With regard to the prescription of recreational exercise programmes in patients with a diagnosis of cardiomyopathy, the following criteria which characterise a ‘low risk’ of SCD should be taken into account: 1) no symptoms; 2) negative family history for SCD; 3) ‘mild’ structural abnormalities; 4) normal or near-normal response to exercise (i. e. no ST-segment depression and normal increase of blood pressure during stress testing); 5) absence of clinically relevant arrhythmias at exercise testing or during 24-hour ambulatory ECG monitoring. When all these conditions are fulfilled, the physician can reassure the patient with respect to his ability and safety to sustain a regular exercise programme; if one or more risk criteria are present, only low intensity physical activities should be prescribed (Table 3).

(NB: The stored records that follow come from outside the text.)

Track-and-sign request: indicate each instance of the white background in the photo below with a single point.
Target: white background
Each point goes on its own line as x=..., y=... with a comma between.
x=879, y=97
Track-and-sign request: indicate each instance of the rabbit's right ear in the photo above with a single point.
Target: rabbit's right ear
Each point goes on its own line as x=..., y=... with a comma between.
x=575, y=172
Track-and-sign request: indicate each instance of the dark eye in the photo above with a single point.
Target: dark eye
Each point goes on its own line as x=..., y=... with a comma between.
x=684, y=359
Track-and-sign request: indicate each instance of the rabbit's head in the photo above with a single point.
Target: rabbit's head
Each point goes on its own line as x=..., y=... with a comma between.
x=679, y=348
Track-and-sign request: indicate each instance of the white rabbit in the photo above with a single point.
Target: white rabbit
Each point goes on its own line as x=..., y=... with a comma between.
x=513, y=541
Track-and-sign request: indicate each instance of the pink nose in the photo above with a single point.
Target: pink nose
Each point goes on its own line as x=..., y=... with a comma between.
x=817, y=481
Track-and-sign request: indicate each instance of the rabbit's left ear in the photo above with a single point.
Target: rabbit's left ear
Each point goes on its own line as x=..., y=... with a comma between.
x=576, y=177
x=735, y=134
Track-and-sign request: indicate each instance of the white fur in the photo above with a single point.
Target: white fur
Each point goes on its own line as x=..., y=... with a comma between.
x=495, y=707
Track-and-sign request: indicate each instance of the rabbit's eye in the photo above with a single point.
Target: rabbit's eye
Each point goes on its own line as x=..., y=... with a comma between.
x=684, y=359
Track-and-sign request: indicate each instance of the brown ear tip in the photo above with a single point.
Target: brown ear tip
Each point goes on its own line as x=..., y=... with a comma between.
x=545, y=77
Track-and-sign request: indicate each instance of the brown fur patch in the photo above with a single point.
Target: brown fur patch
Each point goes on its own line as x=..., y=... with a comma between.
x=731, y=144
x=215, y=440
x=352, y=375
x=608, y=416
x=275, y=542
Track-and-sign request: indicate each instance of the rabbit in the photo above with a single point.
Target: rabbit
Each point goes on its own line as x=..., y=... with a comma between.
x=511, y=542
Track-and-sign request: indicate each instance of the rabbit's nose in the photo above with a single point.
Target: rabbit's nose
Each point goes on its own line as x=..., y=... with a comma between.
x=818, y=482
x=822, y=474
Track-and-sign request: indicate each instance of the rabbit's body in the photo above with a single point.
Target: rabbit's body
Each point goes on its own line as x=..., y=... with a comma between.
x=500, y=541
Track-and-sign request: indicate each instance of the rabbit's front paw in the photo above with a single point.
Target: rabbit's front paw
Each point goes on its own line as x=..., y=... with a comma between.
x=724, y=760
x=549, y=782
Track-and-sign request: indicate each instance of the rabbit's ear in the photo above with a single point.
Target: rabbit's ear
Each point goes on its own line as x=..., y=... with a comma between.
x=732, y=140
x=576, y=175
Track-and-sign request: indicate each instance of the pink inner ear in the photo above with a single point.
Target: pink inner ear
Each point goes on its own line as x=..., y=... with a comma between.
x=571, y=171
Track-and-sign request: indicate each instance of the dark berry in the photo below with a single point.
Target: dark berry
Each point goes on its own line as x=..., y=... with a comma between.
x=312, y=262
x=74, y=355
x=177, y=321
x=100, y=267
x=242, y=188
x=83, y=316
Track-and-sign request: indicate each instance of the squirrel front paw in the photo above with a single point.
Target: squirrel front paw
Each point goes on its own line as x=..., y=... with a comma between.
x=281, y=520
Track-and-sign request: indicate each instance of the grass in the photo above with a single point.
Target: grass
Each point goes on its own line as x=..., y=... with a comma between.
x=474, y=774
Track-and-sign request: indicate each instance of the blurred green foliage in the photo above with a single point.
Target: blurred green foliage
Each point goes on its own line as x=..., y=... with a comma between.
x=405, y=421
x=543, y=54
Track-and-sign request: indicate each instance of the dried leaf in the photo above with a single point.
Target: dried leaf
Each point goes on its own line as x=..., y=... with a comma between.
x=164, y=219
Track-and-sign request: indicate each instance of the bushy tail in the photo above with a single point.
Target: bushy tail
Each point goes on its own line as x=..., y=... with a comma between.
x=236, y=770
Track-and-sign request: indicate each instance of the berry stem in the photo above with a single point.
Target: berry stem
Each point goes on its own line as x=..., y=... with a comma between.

Patients should be educated to start an exercise session with a warm-up period and specifically avoid peak exertion, characterised by high-intensity interval exercise. At the end of the session, an appropriate cool-down period is also recommended. The clinician should teach patients to take control over the level of exertion by assessing heart rate with commercially available devices. Exercise in extremely adverse environmental conditions, including very hot, humid, or extremely cold weather should be avoided. Patients should be carefully informed on the specific risk profile of their disease, the potentially dangerous sports activities, mostly in the presence of a history of syncope, and the warning symptoms that may occur in association with exercise. Finally, the availability of an automated external defibrillator in the athletic field should be considered as an additional ‘back-up’ measure to prevent SCD.